Des chercheurs de l’Université du Surrey ont constaté que des termes comme "élevé" peuvent accentuer l’insatisfaction corporelle et les régimes alimentaires, tandis que le mot "irrégulier" peut susciter une anxiété liée à la fertilité. Bien que simples, ces mots ambigus peuvent entraîner des associations négatives et affecter durablement la santé mentale ainsi que la compréhension de la maladie.
Le pouvoir des mots : l’effet des termes diagnostiques sur les patientes atteintes du SOPK
Jane Ogden, professeure de psychologie de la santé, a déclaré : "Les consultations diagnostiques ne durent souvent que quelques minutes, mais les mots employés par le médecin pendant ce temps peuvent façonner la compréhension que les patientes ont de leur maladie et, à terme, affecter leur santé physique et mentale."
L’étude a interrogé 147 femmes atteintes du SOPK sur leur satisfaction à l’égard des consultations diagnostiques, le langage des professionnels de santé et leur bien-être psychologique général. Elle a constaté que :
Les patientes insatisfaites du diagnostic faisaient état d’une plus faible estime corporelle, d’une moins bonne qualité de vie et d’une plus grande inquiétude quant à leur santé future.
Plus d’un quart étaient insatisfaites de la façon dont les médecins avaient abordé leur détresse émotionnelle et estimaient que la communication était mauvaise.
Le terme "élevé" pouvait susciter des préoccupations concernant le poids ou les taux hormonaux, tandis que l’expression "règles irrégulières" pouvait entraîner des suppositions d’infertilité et accroître l’anxiété.

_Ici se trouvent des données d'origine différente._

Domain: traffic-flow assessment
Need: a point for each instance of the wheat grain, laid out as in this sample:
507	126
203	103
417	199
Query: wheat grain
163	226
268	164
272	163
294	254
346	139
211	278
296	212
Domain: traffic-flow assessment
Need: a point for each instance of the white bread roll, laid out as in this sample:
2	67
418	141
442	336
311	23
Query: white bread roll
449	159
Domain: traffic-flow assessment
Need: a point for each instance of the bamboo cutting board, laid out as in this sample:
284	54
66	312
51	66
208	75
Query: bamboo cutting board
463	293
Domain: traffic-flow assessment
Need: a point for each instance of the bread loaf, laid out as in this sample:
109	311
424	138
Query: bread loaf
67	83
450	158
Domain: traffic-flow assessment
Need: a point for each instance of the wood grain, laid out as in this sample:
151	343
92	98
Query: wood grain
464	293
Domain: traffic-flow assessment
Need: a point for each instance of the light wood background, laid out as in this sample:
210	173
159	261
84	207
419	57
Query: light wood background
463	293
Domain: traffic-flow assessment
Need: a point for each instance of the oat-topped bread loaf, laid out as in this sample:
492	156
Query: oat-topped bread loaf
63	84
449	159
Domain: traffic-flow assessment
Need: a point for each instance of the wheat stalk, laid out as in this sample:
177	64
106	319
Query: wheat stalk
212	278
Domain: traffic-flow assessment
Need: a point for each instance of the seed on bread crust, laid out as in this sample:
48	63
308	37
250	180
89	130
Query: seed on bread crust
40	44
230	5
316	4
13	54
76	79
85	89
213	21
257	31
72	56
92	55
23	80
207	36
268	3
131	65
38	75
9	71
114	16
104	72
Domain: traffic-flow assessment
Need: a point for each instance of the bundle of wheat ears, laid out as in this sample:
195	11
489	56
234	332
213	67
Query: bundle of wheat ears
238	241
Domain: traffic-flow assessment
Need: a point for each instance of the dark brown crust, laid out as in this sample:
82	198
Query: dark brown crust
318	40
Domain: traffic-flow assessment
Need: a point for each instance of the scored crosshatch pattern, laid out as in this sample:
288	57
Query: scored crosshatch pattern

Les patientes repensent souvent aux échanges lors du diagnostic pour comprendre leur maladie. Des formulations ambiguës peuvent provoquer des malentendus, une inquiétude excessive et des répercussions psychologiques durables.
Comment les médecins peuvent-ils améliorer l’expérience diagnostique ?
Les professionnels de santé doivent choisir leurs mots avec soin, éviter les formulations vagues ou anxiogènes et communiquer de manière plus claire et bienveillante.
Les chercheurs ont proposé de :
1. Éviter les termes anxiogènes
Par exemple, remplacer "taux hormonaux élevés" par "vos taux hormonaux fluctuent légèrement, ce qui est fréquent avec le SOPK, et des changements alimentaires et de mode de vie peuvent aider".
Remplacer "règles irrégulières" par "vos cycles peuvent être plus longs ou variables, et certaines mesures peuvent aider à les réguler".
2. Donner des informations précises plutôt que des affirmations générales
Lorsque les taux hormonaux sont élevés, expliquer les valeurs, les effets possibles et les options de prise en charge plutôt que de dire seulement "élevés".
3. Prendre en compte les émotions et proposer un soutien psychologique
L’anxiété et la dépression étant fréquentes après le diagnostic, les professionnels de santé doivent demander aux patientes comment elles se sentent et leur proposer un soutien ou les orienter si nécessaire.
4. Établir une relation solide entre professionnel de santé et patiente
Les patientes qui entretiennent une bonne relation avec leur médecin s’adaptent souvent mieux sur le plan psychologique et font état d’une meilleure qualité de vie. Les professionnels de santé doivent écouter leurs préoccupations, les encourager et les soutenir.
Conclusion : les mots façonnent la perception de la santé
Il s’agissait de la première étude systématique sur les effets du langage employé lors du diagnostic du SOPK sur la santé mentale. Les chercheurs ont invité les professionnels de santé à prendre conscience de ces effets afin que les patientes reçoivent à la fois des informations claires et un soutien adapté.
L’étude a été publiée dans le British Journal of General Practice.